To, The Manager Department of Corporate Services

BSE Ltd. Dalal Street, Fort Mumbai – 400 001

Ref. -: Scrip Code - 521244

Subject: - Proceedings of the 34th Annual General Meeting (AGM) of the Company held on September 19, 2025.

Dear Sir/ Madam,

Pursuant to Regulation 30 of the Securities and Exchange Board of India (Listing Obligations and Disclosure Requirements) Regulations, 2015 (“SEBI Listing Regulation”) please find enclosed the Gist of proceedings of the 34th Annual General Meeting of the Company held yesterday i.e., Friday, September 19, 2025 at 03:30 P.M. (IST), through Video Conferencing / Other Audio-Visual Means (“VC/ OAVM”) facility to transact the business as stated in the Notice of the AGM.
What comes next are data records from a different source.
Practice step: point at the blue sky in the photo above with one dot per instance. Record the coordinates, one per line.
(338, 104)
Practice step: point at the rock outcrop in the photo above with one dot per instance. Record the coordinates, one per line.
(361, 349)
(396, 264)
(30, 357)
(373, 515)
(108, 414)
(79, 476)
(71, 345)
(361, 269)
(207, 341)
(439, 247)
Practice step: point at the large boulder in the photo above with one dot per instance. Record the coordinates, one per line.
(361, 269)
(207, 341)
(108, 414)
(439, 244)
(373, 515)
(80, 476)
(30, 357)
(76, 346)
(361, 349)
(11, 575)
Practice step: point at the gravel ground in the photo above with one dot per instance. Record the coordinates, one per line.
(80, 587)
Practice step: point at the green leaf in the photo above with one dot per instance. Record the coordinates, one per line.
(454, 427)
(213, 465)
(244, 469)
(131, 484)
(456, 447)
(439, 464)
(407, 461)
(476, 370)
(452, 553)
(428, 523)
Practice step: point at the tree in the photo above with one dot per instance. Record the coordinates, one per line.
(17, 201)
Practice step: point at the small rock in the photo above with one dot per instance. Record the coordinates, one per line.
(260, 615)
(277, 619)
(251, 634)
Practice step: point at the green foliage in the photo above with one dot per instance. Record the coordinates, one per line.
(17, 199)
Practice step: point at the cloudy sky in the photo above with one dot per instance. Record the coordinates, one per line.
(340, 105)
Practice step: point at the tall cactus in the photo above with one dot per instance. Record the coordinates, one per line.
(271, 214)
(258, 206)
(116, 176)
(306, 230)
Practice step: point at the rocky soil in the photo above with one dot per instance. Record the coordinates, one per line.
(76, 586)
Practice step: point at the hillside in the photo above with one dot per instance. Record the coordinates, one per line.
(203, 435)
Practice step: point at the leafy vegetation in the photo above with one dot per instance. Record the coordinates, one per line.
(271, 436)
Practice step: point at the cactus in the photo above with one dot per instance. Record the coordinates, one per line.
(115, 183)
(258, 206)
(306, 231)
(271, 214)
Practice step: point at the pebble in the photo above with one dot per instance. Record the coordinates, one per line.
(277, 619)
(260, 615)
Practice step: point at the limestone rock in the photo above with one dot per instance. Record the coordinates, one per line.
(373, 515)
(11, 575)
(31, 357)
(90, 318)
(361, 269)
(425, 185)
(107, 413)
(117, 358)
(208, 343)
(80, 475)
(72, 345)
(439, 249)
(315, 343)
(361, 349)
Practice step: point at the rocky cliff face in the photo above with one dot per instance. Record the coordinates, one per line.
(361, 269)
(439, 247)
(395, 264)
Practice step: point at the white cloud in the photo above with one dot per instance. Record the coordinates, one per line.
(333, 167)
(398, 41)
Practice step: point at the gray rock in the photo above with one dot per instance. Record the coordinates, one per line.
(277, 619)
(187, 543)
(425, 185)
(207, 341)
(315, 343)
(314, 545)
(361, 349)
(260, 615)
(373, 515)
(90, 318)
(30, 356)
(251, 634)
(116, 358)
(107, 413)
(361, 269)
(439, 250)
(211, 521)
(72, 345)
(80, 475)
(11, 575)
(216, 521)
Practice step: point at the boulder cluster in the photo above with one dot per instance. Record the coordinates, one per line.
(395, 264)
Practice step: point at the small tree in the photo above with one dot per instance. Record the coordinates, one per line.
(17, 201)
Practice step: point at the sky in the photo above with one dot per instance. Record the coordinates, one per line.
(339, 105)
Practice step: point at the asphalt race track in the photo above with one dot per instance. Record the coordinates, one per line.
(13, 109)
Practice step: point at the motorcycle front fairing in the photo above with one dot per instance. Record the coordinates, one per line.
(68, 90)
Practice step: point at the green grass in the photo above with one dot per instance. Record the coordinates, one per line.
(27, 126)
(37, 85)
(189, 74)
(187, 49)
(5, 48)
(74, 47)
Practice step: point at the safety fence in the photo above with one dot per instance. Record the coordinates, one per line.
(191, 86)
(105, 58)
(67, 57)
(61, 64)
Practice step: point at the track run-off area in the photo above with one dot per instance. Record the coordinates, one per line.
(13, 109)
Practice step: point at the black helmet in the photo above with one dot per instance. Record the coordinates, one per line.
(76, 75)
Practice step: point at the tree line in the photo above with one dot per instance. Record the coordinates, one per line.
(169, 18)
The additional details as required under Regulation 30 of SEBI (Listing Obligation and Disclosure Requirements) Regulations, 2015 read with SEBI Circular No. SEBI/HO/CFD/PoD2/CIR/P/0155 dated November 11, 2024, are enclosed herewith.

The Meeting commenced at 03:30 P.M. and concluded at 4:13 P.M. (including time allowed for evoting).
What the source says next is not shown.